Lubię zażyć sobie pigułkę gwałtu, włączyć TV Mango i zobaczyć co zamówię.
Lubię oglądać program naszego podróżnika Wojciecha Cejrowskiego. Z grzybicą przez świat.
Albo program „Wiem co jem”. Tam prowadząca ma ze 20 kilo nadwagi. Ona ewidentnie nie wie co je. To się powinno nazywać „Wiem, co żre i mi dobrze z tym”.
Królowa Masterchef. 120-kilogramowa kolorowa papuga. Na głowie 4 opakowania makaronu Vifon rozczapirzone.

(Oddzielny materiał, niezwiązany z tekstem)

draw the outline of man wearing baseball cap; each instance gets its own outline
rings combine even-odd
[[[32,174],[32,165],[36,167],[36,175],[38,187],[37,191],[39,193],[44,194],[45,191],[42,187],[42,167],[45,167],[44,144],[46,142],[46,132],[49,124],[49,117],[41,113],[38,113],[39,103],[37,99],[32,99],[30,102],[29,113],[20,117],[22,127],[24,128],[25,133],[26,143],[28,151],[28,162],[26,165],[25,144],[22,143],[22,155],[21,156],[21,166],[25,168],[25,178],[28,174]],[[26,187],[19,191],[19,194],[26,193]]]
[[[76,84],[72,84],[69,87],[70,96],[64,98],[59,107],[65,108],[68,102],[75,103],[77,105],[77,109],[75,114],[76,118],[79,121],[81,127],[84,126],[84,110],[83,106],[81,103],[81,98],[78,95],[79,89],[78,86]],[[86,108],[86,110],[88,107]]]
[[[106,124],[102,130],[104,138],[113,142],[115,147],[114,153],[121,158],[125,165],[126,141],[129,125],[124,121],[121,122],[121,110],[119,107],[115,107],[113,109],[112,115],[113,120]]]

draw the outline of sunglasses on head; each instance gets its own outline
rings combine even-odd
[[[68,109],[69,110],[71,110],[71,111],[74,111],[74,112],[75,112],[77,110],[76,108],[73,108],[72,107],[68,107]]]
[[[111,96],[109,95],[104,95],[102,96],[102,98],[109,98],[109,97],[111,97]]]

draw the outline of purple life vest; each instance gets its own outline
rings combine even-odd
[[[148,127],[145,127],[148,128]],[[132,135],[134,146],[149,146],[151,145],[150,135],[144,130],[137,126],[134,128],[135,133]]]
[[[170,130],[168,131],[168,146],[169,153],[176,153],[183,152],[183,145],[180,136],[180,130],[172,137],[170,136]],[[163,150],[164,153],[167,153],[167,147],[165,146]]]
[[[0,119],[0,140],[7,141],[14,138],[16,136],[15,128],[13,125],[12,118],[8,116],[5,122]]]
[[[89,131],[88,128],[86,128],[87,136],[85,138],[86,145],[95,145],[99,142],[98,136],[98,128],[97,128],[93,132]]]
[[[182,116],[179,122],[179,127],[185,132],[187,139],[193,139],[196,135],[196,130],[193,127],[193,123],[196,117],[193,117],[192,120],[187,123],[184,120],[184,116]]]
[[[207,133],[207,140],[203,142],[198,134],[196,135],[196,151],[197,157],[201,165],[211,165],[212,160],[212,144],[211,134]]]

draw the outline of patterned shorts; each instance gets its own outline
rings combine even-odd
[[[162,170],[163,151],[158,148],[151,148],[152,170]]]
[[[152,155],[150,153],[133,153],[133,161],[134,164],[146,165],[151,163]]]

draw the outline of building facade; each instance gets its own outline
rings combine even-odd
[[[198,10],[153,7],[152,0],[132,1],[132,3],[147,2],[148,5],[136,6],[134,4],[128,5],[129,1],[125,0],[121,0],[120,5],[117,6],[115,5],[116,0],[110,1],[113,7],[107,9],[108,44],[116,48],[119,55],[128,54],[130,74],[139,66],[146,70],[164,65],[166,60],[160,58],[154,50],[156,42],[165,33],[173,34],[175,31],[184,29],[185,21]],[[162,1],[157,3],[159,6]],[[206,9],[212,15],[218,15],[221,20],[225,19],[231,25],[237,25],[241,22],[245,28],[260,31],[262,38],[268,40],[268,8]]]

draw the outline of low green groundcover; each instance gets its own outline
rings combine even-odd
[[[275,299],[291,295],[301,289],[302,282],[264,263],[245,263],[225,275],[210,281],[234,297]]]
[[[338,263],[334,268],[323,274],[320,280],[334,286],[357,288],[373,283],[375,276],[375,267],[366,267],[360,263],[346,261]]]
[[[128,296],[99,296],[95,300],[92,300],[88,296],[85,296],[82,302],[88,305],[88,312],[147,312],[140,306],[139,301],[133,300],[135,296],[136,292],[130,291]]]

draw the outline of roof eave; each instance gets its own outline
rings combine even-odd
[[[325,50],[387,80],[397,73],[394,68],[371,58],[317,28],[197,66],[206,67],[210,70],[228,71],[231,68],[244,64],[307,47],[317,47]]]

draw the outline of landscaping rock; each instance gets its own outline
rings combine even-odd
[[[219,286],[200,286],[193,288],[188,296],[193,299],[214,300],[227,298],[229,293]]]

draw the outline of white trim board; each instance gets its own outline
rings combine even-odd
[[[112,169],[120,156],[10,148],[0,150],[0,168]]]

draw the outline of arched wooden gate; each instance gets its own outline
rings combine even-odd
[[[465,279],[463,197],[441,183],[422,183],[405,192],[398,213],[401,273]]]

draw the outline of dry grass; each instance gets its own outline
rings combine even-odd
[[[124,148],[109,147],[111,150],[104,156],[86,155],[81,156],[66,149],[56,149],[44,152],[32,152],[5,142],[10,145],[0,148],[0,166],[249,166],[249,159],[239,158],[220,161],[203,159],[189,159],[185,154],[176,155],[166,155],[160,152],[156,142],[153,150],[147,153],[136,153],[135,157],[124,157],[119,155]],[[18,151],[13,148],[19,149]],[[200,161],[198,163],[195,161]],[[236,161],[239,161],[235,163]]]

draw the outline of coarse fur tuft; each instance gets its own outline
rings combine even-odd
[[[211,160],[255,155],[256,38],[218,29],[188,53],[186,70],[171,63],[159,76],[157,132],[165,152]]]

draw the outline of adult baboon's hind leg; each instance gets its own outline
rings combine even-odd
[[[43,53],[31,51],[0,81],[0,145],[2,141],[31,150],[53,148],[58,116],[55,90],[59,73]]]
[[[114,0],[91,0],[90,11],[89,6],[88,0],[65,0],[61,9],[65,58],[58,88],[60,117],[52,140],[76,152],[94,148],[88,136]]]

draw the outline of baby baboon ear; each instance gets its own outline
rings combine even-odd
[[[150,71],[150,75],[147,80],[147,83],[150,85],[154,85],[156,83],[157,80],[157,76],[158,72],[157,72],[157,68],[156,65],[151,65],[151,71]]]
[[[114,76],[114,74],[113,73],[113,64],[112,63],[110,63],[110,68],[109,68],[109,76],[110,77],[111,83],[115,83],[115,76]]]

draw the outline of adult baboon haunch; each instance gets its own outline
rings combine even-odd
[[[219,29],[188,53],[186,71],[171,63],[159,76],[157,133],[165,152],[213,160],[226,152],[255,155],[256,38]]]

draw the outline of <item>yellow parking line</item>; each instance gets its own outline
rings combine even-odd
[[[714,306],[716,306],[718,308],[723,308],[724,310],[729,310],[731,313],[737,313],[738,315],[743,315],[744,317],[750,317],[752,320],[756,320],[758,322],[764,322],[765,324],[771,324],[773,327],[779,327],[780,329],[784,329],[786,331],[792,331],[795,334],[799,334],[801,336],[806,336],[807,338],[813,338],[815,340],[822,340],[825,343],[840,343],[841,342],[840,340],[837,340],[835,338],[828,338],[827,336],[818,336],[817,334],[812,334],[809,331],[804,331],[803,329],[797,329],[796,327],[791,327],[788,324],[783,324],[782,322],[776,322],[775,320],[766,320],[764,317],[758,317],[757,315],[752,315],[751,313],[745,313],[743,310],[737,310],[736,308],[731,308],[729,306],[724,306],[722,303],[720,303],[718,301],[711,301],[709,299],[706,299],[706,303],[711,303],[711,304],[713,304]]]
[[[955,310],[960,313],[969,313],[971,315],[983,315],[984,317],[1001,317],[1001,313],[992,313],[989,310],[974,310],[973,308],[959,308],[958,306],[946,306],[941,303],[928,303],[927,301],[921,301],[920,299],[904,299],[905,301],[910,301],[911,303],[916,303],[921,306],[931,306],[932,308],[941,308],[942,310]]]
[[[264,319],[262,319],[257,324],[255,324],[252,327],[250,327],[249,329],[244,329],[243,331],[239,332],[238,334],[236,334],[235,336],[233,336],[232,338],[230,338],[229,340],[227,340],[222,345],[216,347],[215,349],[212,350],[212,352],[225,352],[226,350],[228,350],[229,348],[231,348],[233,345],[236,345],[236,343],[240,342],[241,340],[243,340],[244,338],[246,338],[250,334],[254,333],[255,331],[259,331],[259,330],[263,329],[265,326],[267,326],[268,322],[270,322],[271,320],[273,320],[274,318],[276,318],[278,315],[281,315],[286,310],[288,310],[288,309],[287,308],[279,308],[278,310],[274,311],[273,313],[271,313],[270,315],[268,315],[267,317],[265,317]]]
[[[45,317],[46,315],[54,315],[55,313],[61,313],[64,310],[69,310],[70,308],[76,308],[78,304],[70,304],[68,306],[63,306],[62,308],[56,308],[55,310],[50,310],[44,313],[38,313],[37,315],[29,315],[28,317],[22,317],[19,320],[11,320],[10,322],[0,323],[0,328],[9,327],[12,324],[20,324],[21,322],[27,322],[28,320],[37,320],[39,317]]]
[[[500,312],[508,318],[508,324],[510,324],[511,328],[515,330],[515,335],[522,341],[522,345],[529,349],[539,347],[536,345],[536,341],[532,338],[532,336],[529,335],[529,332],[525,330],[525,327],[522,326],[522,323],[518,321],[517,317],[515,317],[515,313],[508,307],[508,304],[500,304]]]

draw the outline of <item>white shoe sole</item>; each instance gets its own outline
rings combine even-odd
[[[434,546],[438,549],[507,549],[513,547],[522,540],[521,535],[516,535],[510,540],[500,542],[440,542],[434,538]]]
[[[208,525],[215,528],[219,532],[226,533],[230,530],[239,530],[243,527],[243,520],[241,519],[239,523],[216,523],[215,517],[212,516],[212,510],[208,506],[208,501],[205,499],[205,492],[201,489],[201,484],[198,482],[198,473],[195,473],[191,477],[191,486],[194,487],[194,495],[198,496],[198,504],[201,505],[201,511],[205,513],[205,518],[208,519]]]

Kiedyś się tak najarałem przed telewiziorem, że włączyłem TV Puls, żeby sprawdzić czy żyję.
Jakby mi ktoś powiedział 5 lat temu „śledzi mnie 400 osób”, to bym się zastanawiał co odjebałem.
Jak widzę kabaret pod Wyrwigroszem to mnie chuj strzela. Ja wiem, że to jest dozwolone, ale azbest też kiedyś był.
Jak chciałem jakąś gołą babę zobaczyć i kliknąłem na zdjęcie, to tak długo się ładowało, że jak skończyło się ładować, to była już gruba i pomarszczona.
Facebook. Oni mają taką ikonkę LUBIĘ TO. Ja bym chciał, żeby obok była jeszcze taka ikonka RUCHAŁBYM.
Sexy Kuchnia Magdy Gessler. Przecież to jest oksymoron.